Angesichts der Langfristigkeit der Aufgabe – es ist von den nächsten 20 bis 30 Jahren die Rede – wäre es vernünftig, bezüglich der Ausformung der sozial-ökologischen Steuer parteienübergreifenden Konsens herzustellen. Soll das Klima noch stabilisiert werden, müssen die Emissionen bis 2030 auf die Hälfte und bis 2040 auf Netto-Null gesenkt werden. Da kann man sich keinen Zick-Zack-Kurs bedingt durch Regierungswechsel leisten. Insofern macht es Sinn, sich dafür zwei Jahre Zeit zu nehmen, wie das im Regierungsprogramm vorgesehen ist. Tatsächlich sieht das Programm auch vor, die anderen Parteien einzubinden. Ob das allerdings auch für die Taskforce gilt, die zur Ausarbeitung der sozial-ökologischen Steuer vorgesehen ist, bleibt abzuwarten. Wichtig wäre überdies, dass in dieser Taskforce die Wissenschaft sehr stark vertreten ist, sollte es doch um von parteipolitischem Kalkül losgelöste Lösungen gehen.
Der Zeitfaktor
Dass die sozial-ökologische Steuer gegenüber den versprochenen Steuererleichterungen zeitverschoben umgesetzt wird, lässt allerdings befürchten, dass die zwei Jahre eher der Verzögerung dienen. Ein Kalkül könnte sein, dass der einen Partei die sofortigen Erleichterungen, und der anderen die potentiellen späteren Belastungen angelastet werden sollen. Damit würde Österreich, insbesondere der österreichischen Wirtschaft, ein schlechter Dienst erwiesen. Je später Planungssicherheit herrscht und je später die Treibhausgasemissionen reduziert werden, desto schneller muss es gehen und desto weniger sozial- und wirtschaftsverträglich wird der Prozess sein.

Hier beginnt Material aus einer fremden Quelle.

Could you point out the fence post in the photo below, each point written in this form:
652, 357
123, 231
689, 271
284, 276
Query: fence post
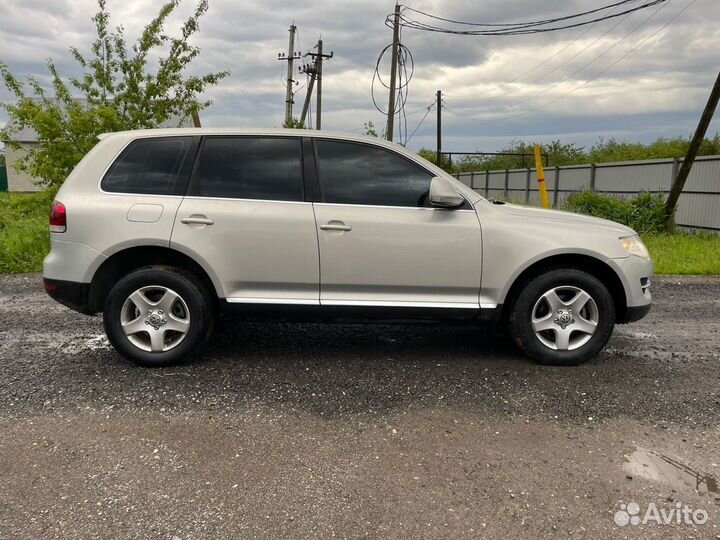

Das Regierungsprogramm sieht auch ein Klimagesetz mit CO2-Budget vor, d. h. dass festgelegt wird, wieviel Treibhausgase insgesamt noch emittiert werden dürfen. Das ist wichtig, weil dieser Ansatz auch dem Pariser Klimaabkommen zugrunde liegt und weil das wissenschaftlich die entscheidende Größe ist: Der Temperaturanstieg wird primär bestimmt durch die über die Jahre kumulierten Emissionen, nicht so sehr durch die Geschwindigkeit, mit der diese erfolgen. Dass alle Gesetze, Verordnungen, Förderungen etc. auf ihre Kompatibilität mit den Klimazielen geprüft werden, ist notwendig, es müsste nur auch sichergestellt werden, dass das Ergebnis handlungsrelevant wird.
Das Regierungsprogramm enthält noch eine Fülle sinnvoller und notwendiger Maßnahmen – etwa die klimaneutrale Verwaltung, die Vorbildrolle der öffentlichen Hand, den raschen Ausbau erneuerbarer Energien und des öffentlichen Verkehrs, das 1-2-3-Ticket, die dramatische Senkung des Flächenverbrauches, usw. Alle wesentlichen Handlungsfelder, die z.B. im Nationalen Energie- und Klimaplan angeführt sind, der als Referenz für die Politik und Gesellschaft von der Wissenschaft ausgearbeitet und publiziert wurde (Ref-NEKP), sind im Regierungsprogram angesprochen. Einige sind besser gelungen, andere weniger. So sind z.B. die Abschnitte zu Bildung und Forschung wenig innovativ, und auch die grüne Handschrift ist kaum erkennbar. Auch zur Einbindung der Bevölkerung findet man im Programm wenig Konkretes.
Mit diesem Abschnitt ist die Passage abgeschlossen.